Jean-Pierre Bemba has contested the move by International Criminal Court (ICC) judges to suspend hearings in his trial until March 2013. However, the prosecutor has asked trial judges to dismiss the defense appeal bid.
In a December 18, 2012 request for leave to appeal, defense lawyers said if the suspension order stood, witnesses would have to be recalled and investigations attempted in a dangerous and uncooperative environment without necessary resources.
Mr. Bemba has been on trial since November 2010 for failing to take action despite, prosecutors say, “he knew” that his Movement for the Liberation of Congo (MLC) troops were committing atrocities. War crimes and crimes against humanity were allegedly committed by his troops deployed in an armed conflict in the Central African Republic during 2002 and 2003.
On September 21, 2012, judges notified parties to the trial that they might consider changing “the legal characterization of the facts” to read that “owing to the circumstances at the time he should have known” about the crimes.
The decision to suspend hearings to this March was issued on December 13, 2012. Judges said the suspension was necessary for the accused’s lawyers to undertake further investigations and draw up an additional witness list in view of the possible change.
However, defense lawyers Aimé Kilolo-Musamba and Peter Haynes noted that the Pre-Trial Chamber had refused to confirm prosecution allegations that Mr. Bemba “should have known” that his troops were committing or about to commit the crimes for which he was charged. Furthermore, they stated that although described by trial judges as a “legal re-characterization of facts,” the course envisaged by the judges went beyond that by adding a new set of facts and factual allegations to the charges.
In response, Prosecutor Fatou Bensouda stated that the order to suspend hearings only applied the safeguards envisaged in the court’s Regulation 55(2) and (3). These regulations provide that, when the possibility of a change to the legal characterization of the facts is envisaged at any time during trial, trial judges may suspend the hearing and ensure that the participants have adequate time and facilities for effective preparation.
Ms. Bensouda argued that the planned defense appeal was grounded on the erroneous premise that the Chamber had added new facts and circumstances to those in the charges. She added that the defense application was “a mere disagreement” with the Chamber’s decision to notify the parties that it may change the legal characterization of the facts.
The defense stated that trial judges had on two occasions refused to provide Mr. Bemba with a notice of the material facts that would be relevant to the re-characterization of the facts. They said this was a violation of the right for the accused to have prompt and detailed notice of the charges.
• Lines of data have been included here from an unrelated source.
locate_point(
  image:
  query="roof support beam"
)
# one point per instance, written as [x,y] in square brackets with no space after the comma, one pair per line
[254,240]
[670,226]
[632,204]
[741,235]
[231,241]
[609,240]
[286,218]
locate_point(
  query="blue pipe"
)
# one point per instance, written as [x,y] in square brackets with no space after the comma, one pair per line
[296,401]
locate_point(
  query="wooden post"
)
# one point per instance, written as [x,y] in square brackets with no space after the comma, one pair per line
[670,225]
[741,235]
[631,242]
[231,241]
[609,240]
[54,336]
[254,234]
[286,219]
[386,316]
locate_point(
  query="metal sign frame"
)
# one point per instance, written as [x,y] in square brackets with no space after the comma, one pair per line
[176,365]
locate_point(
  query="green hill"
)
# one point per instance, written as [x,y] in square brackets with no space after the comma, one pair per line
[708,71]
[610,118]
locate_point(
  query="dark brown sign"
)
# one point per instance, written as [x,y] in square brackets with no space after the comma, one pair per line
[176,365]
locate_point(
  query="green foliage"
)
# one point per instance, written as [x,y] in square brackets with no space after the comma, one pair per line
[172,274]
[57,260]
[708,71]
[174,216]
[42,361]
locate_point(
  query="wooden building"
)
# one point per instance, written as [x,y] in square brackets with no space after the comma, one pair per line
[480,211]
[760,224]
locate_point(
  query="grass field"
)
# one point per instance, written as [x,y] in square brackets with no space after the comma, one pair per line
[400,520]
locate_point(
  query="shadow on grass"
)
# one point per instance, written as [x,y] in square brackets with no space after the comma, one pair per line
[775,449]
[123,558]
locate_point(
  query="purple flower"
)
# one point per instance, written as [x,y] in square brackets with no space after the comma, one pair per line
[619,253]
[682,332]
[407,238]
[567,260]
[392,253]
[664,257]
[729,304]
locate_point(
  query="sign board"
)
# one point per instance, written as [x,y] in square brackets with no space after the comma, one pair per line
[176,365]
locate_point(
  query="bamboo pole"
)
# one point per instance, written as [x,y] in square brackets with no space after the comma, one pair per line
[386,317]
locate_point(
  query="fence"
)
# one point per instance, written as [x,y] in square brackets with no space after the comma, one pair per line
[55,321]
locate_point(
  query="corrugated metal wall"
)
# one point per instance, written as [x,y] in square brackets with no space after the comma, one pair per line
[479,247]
Moreover, they stated, the two-and-a-half months the chamber gave the defense to prepare included a judicial recess, which left them with only five weeks to conduct investigations in a hostile environment. The defense said it indicated to judges that such a re-investigation would last between six and nine months.
Defense lawyers also argued that trial judges had overlooked the declaration by the court’s Counsel Support Section that no more funds would be availed for defense investigations in this case, “effectively leaving the accused with no ability to investigate the new charges against him.”
“Having used his own resources to disprove the case as confirmed by the Pre-Trial Chamber, Mr. Bemba is now expected to contribute resources with a view to allowing the Prosecution to put forth an alternative basis for liability to convict him. The unfairness of such a course is evident,” submitted Mr. Bemba’s lawyers.
The defense lawyers also objected to an order by judges, which required them to identify passages of the prosecution evidence that would warrant recalling of prosecution witnesses. The defense argued that this would effectively amount to requiring the defense to identify evidence that might be relevant to convicting Mr. Bemba. This, they said, could not be reconciled with either the presumption of innocence or the right not to incriminate oneself.
However, Ms. Bensouda said the factual scope of the trial remained unaffected and that any change of the legal characterization of facts would ultimately be made by the Chamber when it issues its decision on the guilt or innocence of the accused. “The Defense can then renew its arguments in an appeal of the final judgment if the accused is found guilty under the alternative form of knowledge,” submitted the prosecutor.
The prosecution has previously indicated that an alternative legal characterization of the charges would have no impact on its case because the same evidence it presented to prove that Mr. Bemba had actual knowledge also proves that owing to the circumstances at the time, he should have known about the crimes.
The defense case opened in August 2012 and has to-date seen 14 of the proposed 63 defense witnesses give evidence.
Judges are expected to pronounce themselves on the defense’s application for leave to appeal in due course.